The control scheme is where the game falls flat. It was apparently designed for a person with three hands. In combat, you control your ship with the left thumbstick and move the targeting cone with the right. This is simple enough. However, in order to use your weapons, you must first select which weapon you wish to use with the X button (primary weapons like phasers and torpedoes) or the O button (secondary weapons like tractor beam, mines, transporter). To fire a weapon, you'll have to use the R1 button. If you want to lock on your weapons, you'll need to use the R2 button simultaneously. If you can manage all this without twisting your fingers into something reminiscent of a pretzel, you'll be able to complete the missions with ease. Additionally, you are able to divert power from one area of the ship like weapons to beef up your shields. This is controlled by yet another part of the controller, the directional pad. Yet, the triangle and square face buttons go unused. It seems to me that at least two of your attack options could have been mapped to these buttons.

The mission variety is pretty good, and they are the kind of things you would expect to do in a Star Trek game. You'll have missions that require you to follow an enemy ship's warp trail, tractor beam a damaged ship to safety, and take it to bad guys like the Klingons, Romulans, Cardassians, and more. You'll recreate various story arcs from the five series. For example, in the Enterprise era you will be tasked over the three missions with stopping the Xindi plot to destroy Earth from the show's third season. There are a total of 20 missions in the episode mode, which is the equivalent of any other game's story mode. Your tasks become repetitive after a while, and other than the combat, some of them aren't really that fun.

The episode mode likely won't take you very long to complete, as some of the series have two or three missions each. The missions do have a tendency to drag on longer than they should, making it feel like it actually takes longer than it does. It would have been nice if the game developers would have made it possible to pick a single series from the start of the game to play through. Unfortunately, you must start on the Enterprise era and work your way up to The Original Series, The Next Generation, and so on.

The score of the game captures the spirit of Star Trek pretty well with its original orchestral pieces. With a good set of ears, you might be able to catch variations on the themes from the show tucked away deep. There is a little bit of voiceover work done by the legendary Captain Kirk, William Shatner himself, but its dull and flat.

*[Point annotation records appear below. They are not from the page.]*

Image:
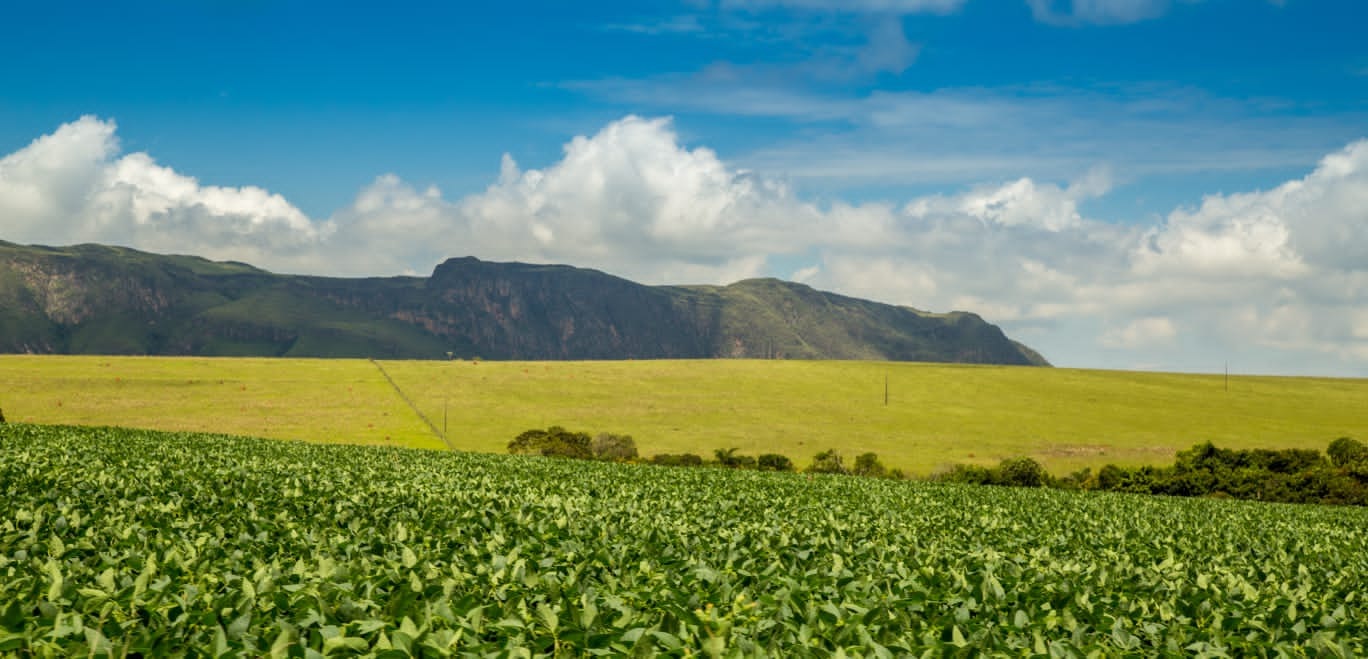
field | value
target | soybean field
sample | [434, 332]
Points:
[115, 542]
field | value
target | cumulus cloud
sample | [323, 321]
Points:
[1278, 276]
[74, 186]
[867, 6]
[1096, 11]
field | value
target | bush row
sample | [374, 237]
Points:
[1290, 476]
[558, 442]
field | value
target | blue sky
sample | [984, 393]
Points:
[1121, 183]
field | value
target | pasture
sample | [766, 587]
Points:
[936, 414]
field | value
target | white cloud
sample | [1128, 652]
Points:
[73, 186]
[1277, 276]
[1096, 11]
[1141, 332]
[863, 6]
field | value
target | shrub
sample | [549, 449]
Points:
[1342, 451]
[828, 461]
[677, 460]
[974, 475]
[728, 457]
[1022, 472]
[1111, 477]
[774, 462]
[553, 440]
[867, 464]
[616, 447]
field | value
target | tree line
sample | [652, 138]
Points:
[606, 446]
[1339, 476]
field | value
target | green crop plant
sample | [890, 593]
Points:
[119, 542]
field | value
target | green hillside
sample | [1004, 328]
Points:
[936, 414]
[96, 300]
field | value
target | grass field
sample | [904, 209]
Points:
[342, 401]
[936, 414]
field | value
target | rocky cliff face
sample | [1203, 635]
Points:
[110, 300]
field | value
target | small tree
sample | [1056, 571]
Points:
[728, 457]
[616, 447]
[867, 464]
[553, 440]
[1022, 472]
[1342, 451]
[828, 461]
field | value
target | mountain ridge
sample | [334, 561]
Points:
[107, 300]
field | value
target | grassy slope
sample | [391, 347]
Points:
[316, 399]
[937, 414]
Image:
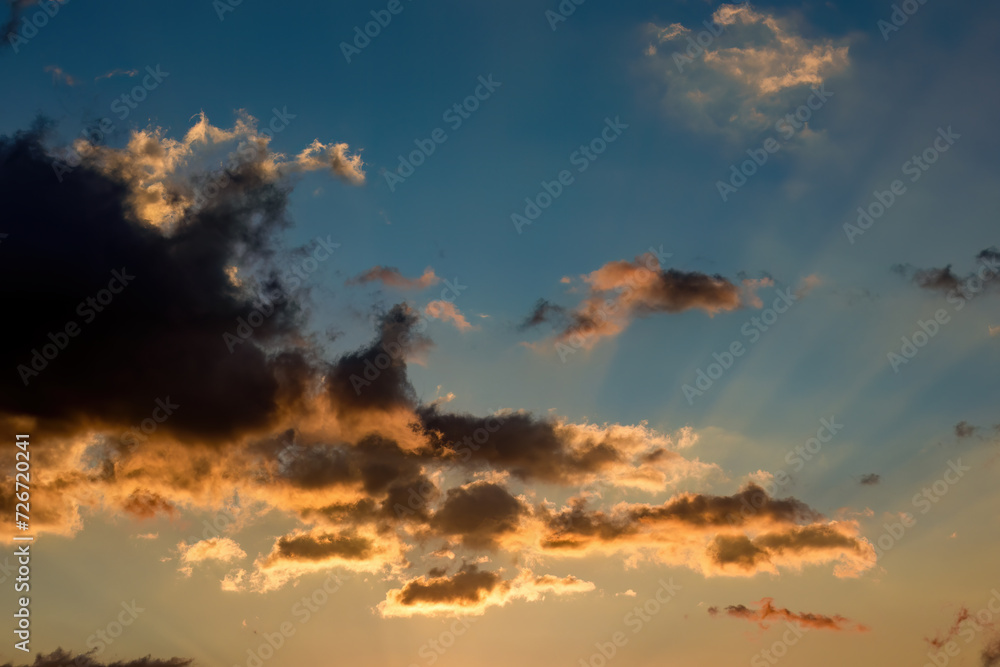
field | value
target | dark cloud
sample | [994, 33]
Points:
[544, 311]
[147, 504]
[10, 28]
[323, 547]
[162, 335]
[949, 634]
[374, 377]
[391, 277]
[577, 526]
[530, 448]
[61, 658]
[964, 429]
[945, 281]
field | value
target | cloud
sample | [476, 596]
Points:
[391, 277]
[145, 504]
[964, 429]
[371, 478]
[754, 69]
[544, 311]
[117, 72]
[945, 281]
[471, 591]
[766, 612]
[222, 549]
[447, 312]
[940, 640]
[478, 513]
[61, 658]
[301, 552]
[990, 655]
[175, 301]
[621, 291]
[170, 179]
[739, 535]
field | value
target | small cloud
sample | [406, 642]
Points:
[391, 277]
[808, 284]
[447, 312]
[117, 72]
[60, 75]
[964, 429]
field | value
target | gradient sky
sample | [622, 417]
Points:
[578, 339]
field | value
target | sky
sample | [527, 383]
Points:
[574, 333]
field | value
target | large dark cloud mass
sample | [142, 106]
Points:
[162, 335]
[61, 658]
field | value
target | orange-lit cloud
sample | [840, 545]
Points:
[447, 312]
[391, 277]
[471, 591]
[766, 613]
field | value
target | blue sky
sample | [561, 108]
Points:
[887, 97]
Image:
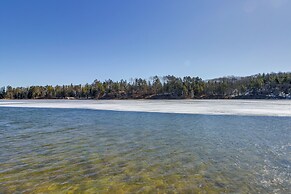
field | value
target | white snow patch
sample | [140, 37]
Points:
[213, 107]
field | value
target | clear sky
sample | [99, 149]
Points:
[68, 41]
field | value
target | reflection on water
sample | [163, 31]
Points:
[67, 150]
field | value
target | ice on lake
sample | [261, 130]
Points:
[213, 107]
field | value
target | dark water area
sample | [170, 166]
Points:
[93, 151]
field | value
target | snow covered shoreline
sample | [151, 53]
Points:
[212, 107]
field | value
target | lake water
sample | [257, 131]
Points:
[76, 150]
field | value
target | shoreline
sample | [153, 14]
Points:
[253, 107]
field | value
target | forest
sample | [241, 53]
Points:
[259, 86]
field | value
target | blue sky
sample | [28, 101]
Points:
[68, 41]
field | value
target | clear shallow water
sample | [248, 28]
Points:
[74, 150]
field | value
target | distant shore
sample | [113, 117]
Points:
[209, 107]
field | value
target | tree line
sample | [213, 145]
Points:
[272, 85]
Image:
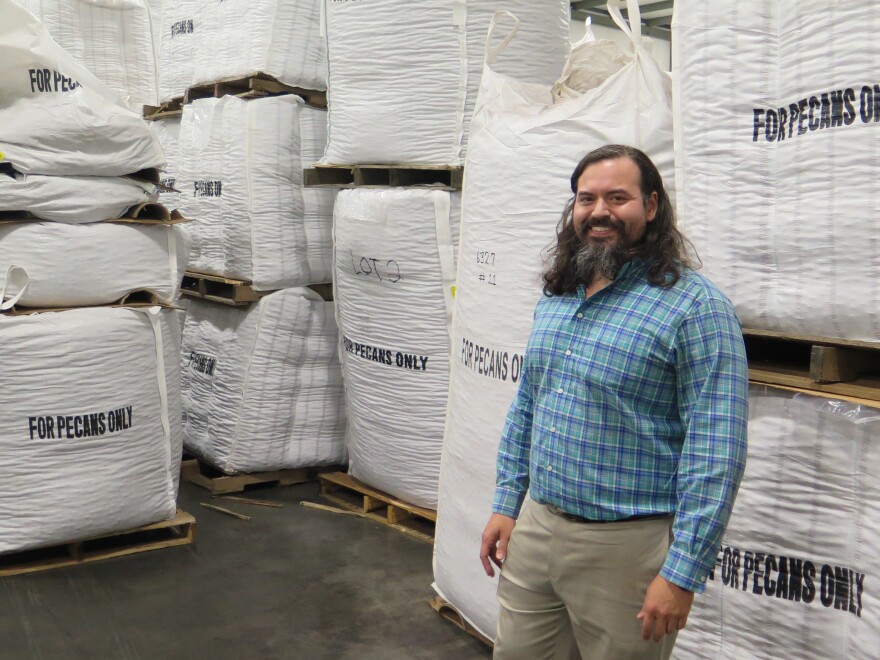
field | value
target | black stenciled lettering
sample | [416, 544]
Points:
[809, 586]
[841, 588]
[758, 123]
[748, 568]
[825, 118]
[813, 121]
[826, 593]
[769, 583]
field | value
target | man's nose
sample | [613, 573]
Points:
[600, 209]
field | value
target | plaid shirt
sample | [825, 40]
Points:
[633, 402]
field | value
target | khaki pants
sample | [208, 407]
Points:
[572, 590]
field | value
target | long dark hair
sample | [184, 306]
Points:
[663, 246]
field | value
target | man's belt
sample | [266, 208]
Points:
[581, 519]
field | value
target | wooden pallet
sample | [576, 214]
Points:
[256, 85]
[436, 177]
[218, 482]
[181, 530]
[450, 613]
[219, 289]
[172, 108]
[353, 495]
[819, 364]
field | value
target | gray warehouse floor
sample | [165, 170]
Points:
[291, 583]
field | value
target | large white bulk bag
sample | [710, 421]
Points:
[798, 570]
[72, 199]
[90, 438]
[92, 264]
[181, 38]
[777, 148]
[113, 39]
[403, 83]
[279, 37]
[395, 267]
[241, 179]
[168, 132]
[262, 386]
[520, 141]
[56, 117]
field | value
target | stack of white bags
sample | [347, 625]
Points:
[241, 178]
[114, 39]
[262, 386]
[403, 83]
[766, 91]
[204, 42]
[797, 572]
[96, 391]
[395, 265]
[522, 140]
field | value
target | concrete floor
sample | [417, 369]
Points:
[291, 583]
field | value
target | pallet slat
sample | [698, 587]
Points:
[353, 495]
[201, 474]
[436, 177]
[820, 364]
[180, 530]
[256, 85]
[451, 614]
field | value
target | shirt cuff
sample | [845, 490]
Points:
[507, 502]
[685, 572]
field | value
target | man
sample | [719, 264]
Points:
[628, 431]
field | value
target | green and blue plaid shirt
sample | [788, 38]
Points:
[633, 402]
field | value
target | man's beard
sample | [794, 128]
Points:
[597, 260]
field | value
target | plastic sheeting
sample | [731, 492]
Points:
[73, 199]
[797, 572]
[168, 132]
[241, 179]
[777, 154]
[262, 386]
[395, 267]
[403, 83]
[114, 39]
[522, 151]
[102, 263]
[90, 442]
[282, 38]
[56, 118]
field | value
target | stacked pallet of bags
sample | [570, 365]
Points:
[91, 440]
[777, 149]
[523, 139]
[240, 173]
[797, 571]
[262, 386]
[395, 265]
[204, 42]
[403, 83]
[114, 39]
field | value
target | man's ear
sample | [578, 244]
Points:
[651, 207]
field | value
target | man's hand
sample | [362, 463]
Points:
[665, 610]
[495, 538]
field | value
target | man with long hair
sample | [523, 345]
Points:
[625, 445]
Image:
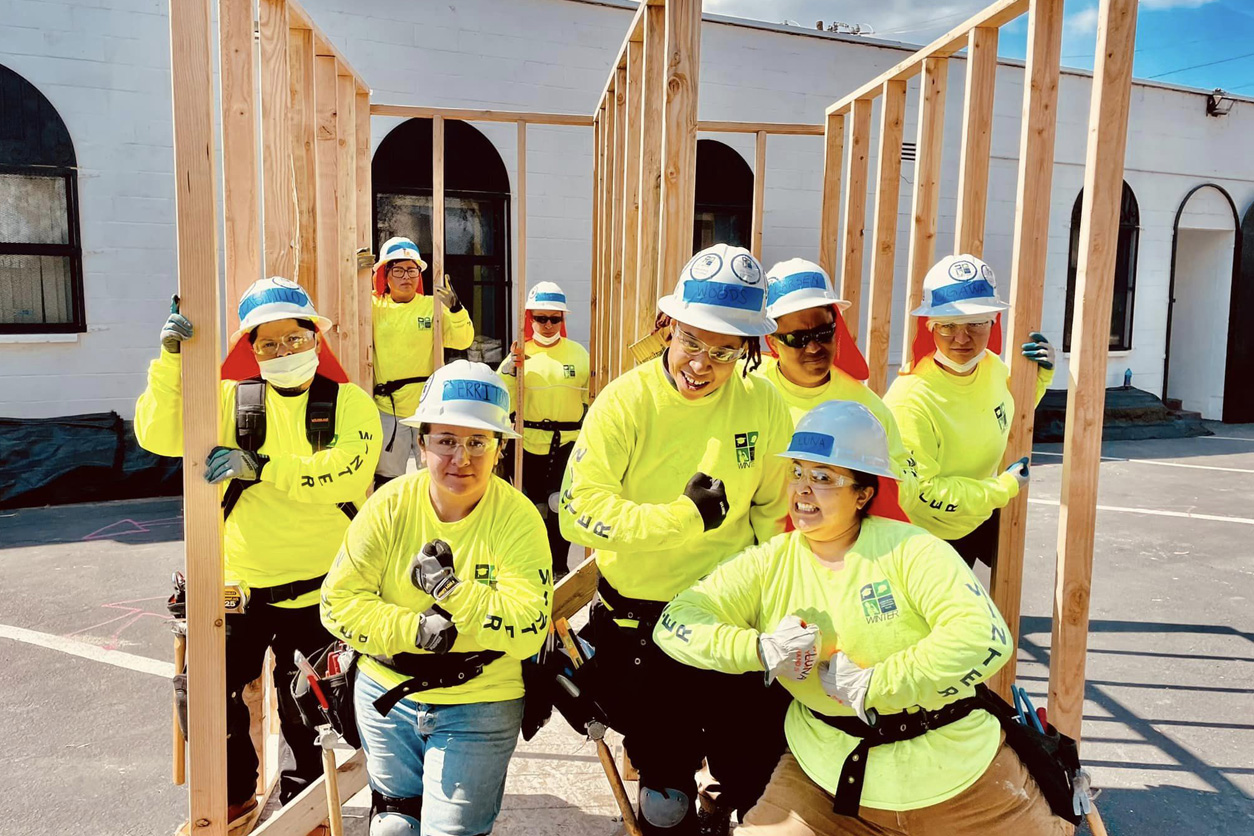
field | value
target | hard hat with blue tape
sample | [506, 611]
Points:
[959, 286]
[842, 434]
[722, 290]
[465, 394]
[796, 285]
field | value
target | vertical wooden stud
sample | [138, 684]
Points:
[197, 235]
[1027, 291]
[1086, 370]
[759, 194]
[883, 253]
[977, 141]
[927, 191]
[276, 142]
[829, 218]
[240, 192]
[858, 127]
[680, 137]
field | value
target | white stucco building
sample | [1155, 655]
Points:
[87, 226]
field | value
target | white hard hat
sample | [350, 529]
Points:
[842, 434]
[546, 296]
[959, 286]
[400, 250]
[796, 285]
[465, 394]
[268, 300]
[721, 290]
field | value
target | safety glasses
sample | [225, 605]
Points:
[823, 335]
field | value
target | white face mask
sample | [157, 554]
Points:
[961, 369]
[290, 371]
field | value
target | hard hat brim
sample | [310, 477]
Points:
[699, 317]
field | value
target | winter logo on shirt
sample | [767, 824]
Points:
[878, 602]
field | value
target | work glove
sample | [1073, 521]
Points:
[1020, 470]
[176, 330]
[432, 570]
[232, 463]
[790, 651]
[1038, 351]
[847, 683]
[710, 498]
[435, 631]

So this budget title provides a decent Star Trek experience and it won't be hard on your wallet. That in itself may be the biggest reason to pick this title up. It would have been nice to see what 4J Studios and Bethesda could have come up with given a full-price title. But Star Trek: Encounters should give you Trek fans the cure for the itch and fill the gap for the remaining time until Star Trek: Legacy is released.